Kamu punya nama belakang Widodo, tapi lahir dan besar di Cikarang. Maka hari-harimu nggak akan sewajarnya kalau kamu tinggal di Jawa Tengah, Jogja atau Jawa Timur.
Ada pepatah yang pernah mengatakan bahwa “apalah arti dari sebuah nama”. Saat saya kecil pun hampir tidak pernah bertanya makna dari nama lengkap saya. Semakin bertambahnya usia, ternyata nama menjadi salah satu hal penting dalam kehidupan setiap orang. Terlebih satu kata dalam nama saya yaitu “Widodo” menjadi salah satu bagian dari nama orang paling sering dibicarakan di Indonesia dalam kurun waktu satu dekade ini.

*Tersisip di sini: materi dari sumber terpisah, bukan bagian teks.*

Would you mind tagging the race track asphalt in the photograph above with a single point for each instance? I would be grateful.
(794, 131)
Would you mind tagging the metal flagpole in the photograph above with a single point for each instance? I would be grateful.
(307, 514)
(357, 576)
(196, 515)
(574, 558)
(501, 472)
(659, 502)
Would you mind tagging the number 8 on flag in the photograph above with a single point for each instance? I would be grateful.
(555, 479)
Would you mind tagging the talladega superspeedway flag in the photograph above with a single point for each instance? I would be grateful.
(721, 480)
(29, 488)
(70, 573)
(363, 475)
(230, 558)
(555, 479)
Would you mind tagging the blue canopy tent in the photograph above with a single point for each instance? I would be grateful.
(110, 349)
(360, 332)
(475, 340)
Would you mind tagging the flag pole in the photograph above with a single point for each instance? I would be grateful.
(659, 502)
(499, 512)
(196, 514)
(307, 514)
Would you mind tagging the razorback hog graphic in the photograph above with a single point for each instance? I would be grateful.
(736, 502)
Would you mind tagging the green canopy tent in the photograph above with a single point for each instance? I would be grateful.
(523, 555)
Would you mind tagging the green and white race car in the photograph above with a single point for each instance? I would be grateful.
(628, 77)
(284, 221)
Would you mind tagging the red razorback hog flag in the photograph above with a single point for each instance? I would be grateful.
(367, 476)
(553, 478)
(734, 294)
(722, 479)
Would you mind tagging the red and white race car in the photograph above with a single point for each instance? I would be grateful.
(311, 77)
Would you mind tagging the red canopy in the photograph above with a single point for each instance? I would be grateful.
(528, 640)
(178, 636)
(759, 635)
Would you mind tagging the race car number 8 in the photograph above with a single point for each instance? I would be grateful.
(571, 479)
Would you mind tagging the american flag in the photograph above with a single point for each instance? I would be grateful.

Beginilah rasanya memiliki nama “Widodo”
#1 Dipanggil Jawir atau Jawa Kowek
Bagi kamu orang yang tinggal di Jawa Tengah, Yogyakarta dan Jawa Timur tidak akan relate dengan panggilan ini. Akan tetapi saya kerap mendapatkan panggilan ini sejak saya menduduki bangku Sekolah Menengah Pertama (SMP). Memang tempat saya domisili saat itu, Cikarang mayoritas berasal dari Suku Betawi dan Suku Sunda.
Saya yang memiliki darah keturunan Jawa pun bisa dibilang masih minoritas lah walaupun jumlahnya nggak sedikit–sedikit banget. Dengan nama akhir “Widodo” ini membuat saya mudah sekali diketahui dari suku Jawa. Sehingga teman saya sempat ada yang memanggil Jawir ataupun Jawa Kowek tapi tidak sampai menjadi nama panggilan sehari-hari. Menurut saya ini bukan bentuk rasis ya tapi ledek–ledekan antara anak–anak saja.
#2 Cara Memanggil Nama Saya di Medok – Medokin
Entah kenapa setiap presensi saat sekolah pasti ada saja yang menuturkan nama saya dengan aksen Jawa medok. Hal ini biasanya terjadi saat awal mulai tahun ajaran baru. Saya perkirakan tujuannya adalah untuk dapat mencairkan suasana yang masih kaku karena sama–sama belum terlalu kenal satu sama lain. Sayangnya setiap kejadian ini terjadi, suasana malah hening atau biasa saja. Mungkin waktu itu, orang–orang satu kelas tidak tahu lucunya dimana atau segmentasi komedinya bukan untuk anak sekolah.
#3 Dianggap Mahir Berbahasa Jawa
Ketika saya ospek kampus di UIN Walisongo Semarang ditugaskan membuat papan nama yang berisi nama lengkap, fakultas dan jurusan untuk dipakai selama ospek. Dengan nama saya yang jelas Jawa sekali, kerap kali saya diajak berkenalan dengan bahasa Jawa Kromo oleh mahasiswa baru lainnya yang umumnya berasal dari Semarang dan sekitarnya.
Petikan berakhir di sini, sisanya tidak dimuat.